Bin auch ein Ossi Kind und auch sehr behuetet aufgewachsen.
Stasi hatten wir immer im Haus da meine Eltern durch ihre Selbstaendigkeit quasi die geduldeten Kapitalisten waren. Aber der Ossi hat ja gelernt damit umzugehen. :) Lg

Das muss auch ein blödes Gefühl gewesen sein.
Bei uns war es so, dass mein Vater nie Karriere machen konnte, da er nicht bereit war, dafür eine gewisse Partei zu unterstützen- verstehst sicher, was ich meine. Daher denke ich, dass man uns immer auf dem Kieker hatte- zumal meine Mutter eine Schwester im "Westen" hatte. Da kamen Briefe nie an und alle diese ganzen kleinen Schikanen... Später ging das dann weiter, denn an mir haben die sich auch die Zähne ausgebissen. Ich war nie bereit, für mein berufliches Weiterkommen ein Mitgliedsbuch zu "erwerben"...... Stundenlange Befragungen- immer wieder... aber egal- ist vorbei (aber vieles nicht vergessen) und man wusste ja, wie man damit umzugehen hat :-)

(aber vieles nicht vergessen) und man wusste ja, wie man damit umzugehen hat :-)

genau sooo ist es!
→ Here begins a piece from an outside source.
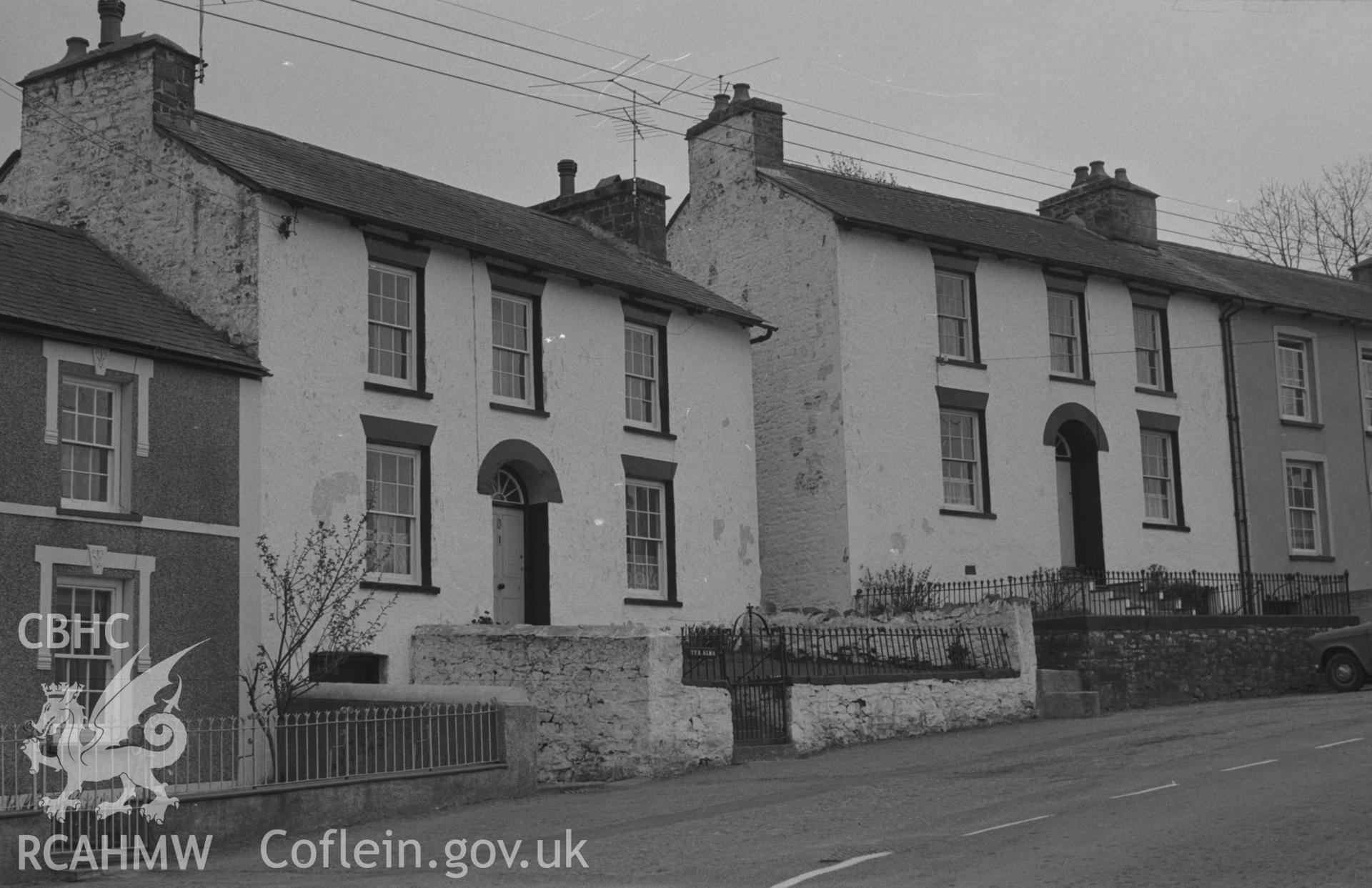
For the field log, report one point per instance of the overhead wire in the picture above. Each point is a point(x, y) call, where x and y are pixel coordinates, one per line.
point(612, 116)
Meine Schwester hatte die Ausreise beantragt. Man (Stasi) legte meinen Eltern nahe sich von ihrer Tochter zu entsagen.
Hat aber alles nix genutzt...sie ist trotzdem gegangen.
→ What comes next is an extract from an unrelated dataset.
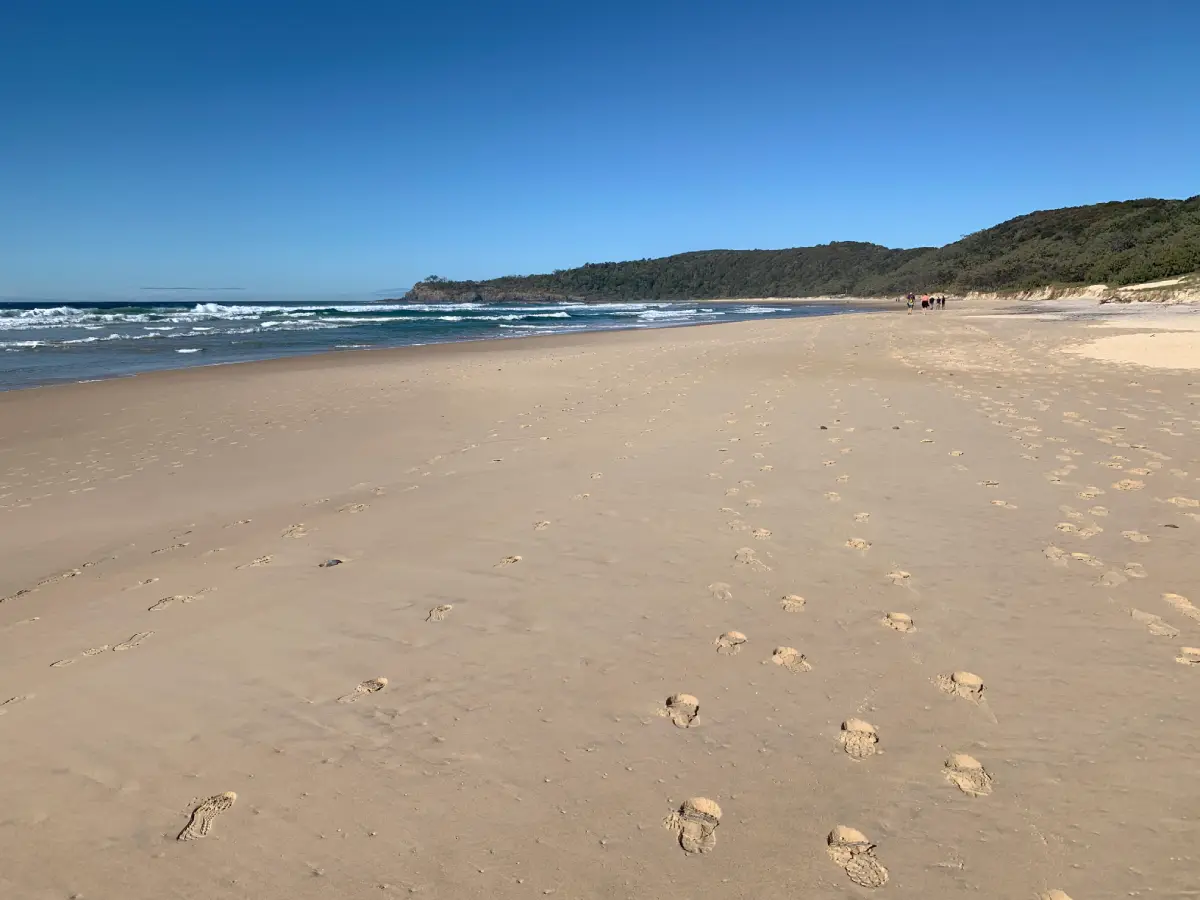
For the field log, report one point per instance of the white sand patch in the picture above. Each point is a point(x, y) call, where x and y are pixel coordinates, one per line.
point(1170, 349)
Das hat mich jetzt so richtig zum Schmunzeln gebracht.
Ich bin im Gegensatz zu dir ein Westkind.
Aber im Westen von Österreich, etwas schweizlastig.
Wir sprechen hier nicht wirklich deutsch sondern ein etwas eingedeutschte oder eingeösterreichische Version davon.
Hier ist alles ländlich.
Unere Städte haben 30.000 Einwohner und davon gibt es nur mal drei.
Wunderbar zum Aufwachsen.
Ein Wahnsinn im Teenager Alter.
Langweilig als Twen uns super wenn man Eltern wird.
Ich hatte mal eine Brieffreundin aus Bayern.
Die hatte GroßEltern aus der DDR und war auch dort jede Sommerferien.
Sie hat mir einiges über das Leben ihrer Verwandten im Osten erzählt.
Das was ich mir wirklich gemerkt habe.
"Stell dir vor, die haben keine Jeans. "

Hihi..... wir hatten Jeans- aber die sahen schrecklich aus..... Allerdings hatte ich das Glück, dass wie "Westverwandte" hatten und da hab ich dann als Teenie auch mal 'ne Jeans bekommen und die hab ich geschleppt bis sie auseinander fiel. In die Schule durfte man sie aber nicht anziehen :-) Danke für Deinen netten Kommentar. :-)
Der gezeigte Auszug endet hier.